| Path: | /home/chris/pipeline.rdoc |
| Last Update: | Thu Feb 26 17:38:27 CET 2004 |
| Author: | Christian Neukirchen <chneukirchen@yahoo.de> |
| License: | See `License‘ |
| Last-change: | 26feb2004 +chris+ |
Pipelines (or pipes, for short) have played, and still play an important role in daily Unix usage. As [1] points out, Unix pipes were implemented in 1972, but the idea existed back in 1971 as part of the Dartmouth Time Sharing System.
Standard Unix pipes suffer, however, from a number of difficulties, which the next chapter is going to point out. The purpose of this paper is get the idea of Unix pipes into object-oriented languages, which can simplify many applications while avoiding the disadvantages of classical pipes.
Basically, pipes allow command chaining, by connecting the output of one program with the input of another.
To make pipes work, all those commands need to use the same "protocol", the way the data is specified. Since Unix mostly handles textual data (especially as part of the Documenter’s Workbench), most tools use "line-based" text files. This protocol basically inherits from another, the "raw byte stream". Raw byte streams are the only kind of data Unix supports kernel-sided. Files, and therefore pipes too, store/transport raw byte streams.
This means we now have tools that work on two separate levels, on the one hand character-wise (characters are assumed to be 8 bits (1 byte) long) and on the other line-wise.
Character-wise tools can work one line-based data, but line-wise tools have usually no use on raw byte streams (i.e. without line-based protocol).
Please note that "line" doesn’t mean this data consists of chars separated by Carriage Return, Carriage Return and Line Feed or Line Feed alone. In fact, many tools allow modification of the so-called line separator, which usually is "\n", that is, a Line Feed. (If a certain tool doesn’t have such a flag, you still could use "tr" for this job.)
On top of this line-based protocol, some tools define another level, the "field level", which allows marking up fields as part of lines. Common field separators are tabs, ";", ":" or simply whitespace. This allows the markup of two dimensional data, for example tables.

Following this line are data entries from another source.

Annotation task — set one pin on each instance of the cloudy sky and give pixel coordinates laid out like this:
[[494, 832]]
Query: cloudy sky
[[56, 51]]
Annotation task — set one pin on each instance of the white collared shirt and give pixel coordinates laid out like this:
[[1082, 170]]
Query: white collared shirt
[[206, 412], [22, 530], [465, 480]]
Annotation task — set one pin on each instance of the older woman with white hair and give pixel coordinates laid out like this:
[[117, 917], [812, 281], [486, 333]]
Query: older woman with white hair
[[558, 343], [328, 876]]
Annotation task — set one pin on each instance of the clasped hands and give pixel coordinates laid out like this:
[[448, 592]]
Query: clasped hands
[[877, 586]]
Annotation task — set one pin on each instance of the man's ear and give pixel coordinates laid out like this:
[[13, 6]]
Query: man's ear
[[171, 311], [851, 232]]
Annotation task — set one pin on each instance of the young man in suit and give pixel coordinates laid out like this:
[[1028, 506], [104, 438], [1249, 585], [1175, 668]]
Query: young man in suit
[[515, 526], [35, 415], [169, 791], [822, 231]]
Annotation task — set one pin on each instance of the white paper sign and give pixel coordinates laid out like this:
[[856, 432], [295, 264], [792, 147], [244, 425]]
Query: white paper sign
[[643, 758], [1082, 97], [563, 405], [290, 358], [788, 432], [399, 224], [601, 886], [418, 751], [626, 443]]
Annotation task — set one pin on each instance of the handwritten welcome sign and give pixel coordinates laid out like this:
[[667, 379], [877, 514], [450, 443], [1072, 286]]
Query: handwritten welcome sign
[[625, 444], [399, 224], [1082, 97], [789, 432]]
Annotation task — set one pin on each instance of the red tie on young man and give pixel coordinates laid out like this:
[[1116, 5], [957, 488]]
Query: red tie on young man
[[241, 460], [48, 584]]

An example for a character-wise tool would be "tr", which translates chars or "cat" which concatenates files or streams. Line-wise tools include "sort", which sorts lines or "grep", a tool that prints lines matching a pattern. Field-wise, common tools include "cut", "join" and "awk".
These protocols are by no means the only ones, and there are lots of others, for example, paragraph based tools as "fmt" or troff filters which have their own (mostly line-wise, but not always. Also, with the raise of XML there are tools which map the basic Unix utils on top of XML, e.g. xmlstarlet [3]. These tools handle tree-based data.
This actually brings me to another important issue: Since pipes only transport raw byte streams, each application has to define the protocol it uses on its own (which unfortunately leads to weird bugs and incompatibilities, which at least older versions of Unix were famous for, e.g. limited line lengths, dropping of NUL bytes and a lot more)
Furthermore, you can difference these tools into four orthogonal groups by their so-called pattern. Here are the important ones regarding pipes (see [2] for reference):
Filters read data from input, process them, and write results to the output. Filters only process parts of the data at once, they don’t block the pipe.
Examples include "cat", "tr", and the mighty "sed". "awk" is also often used in this context.
Sponges are essentially like pipes, but usually read the input (or at least significant parts) into memory, process them, and dump them to the output. Therefore, sponges block the pipe, and remove the concurrency of the tools, which usually results in larger memory footprints and slower processing.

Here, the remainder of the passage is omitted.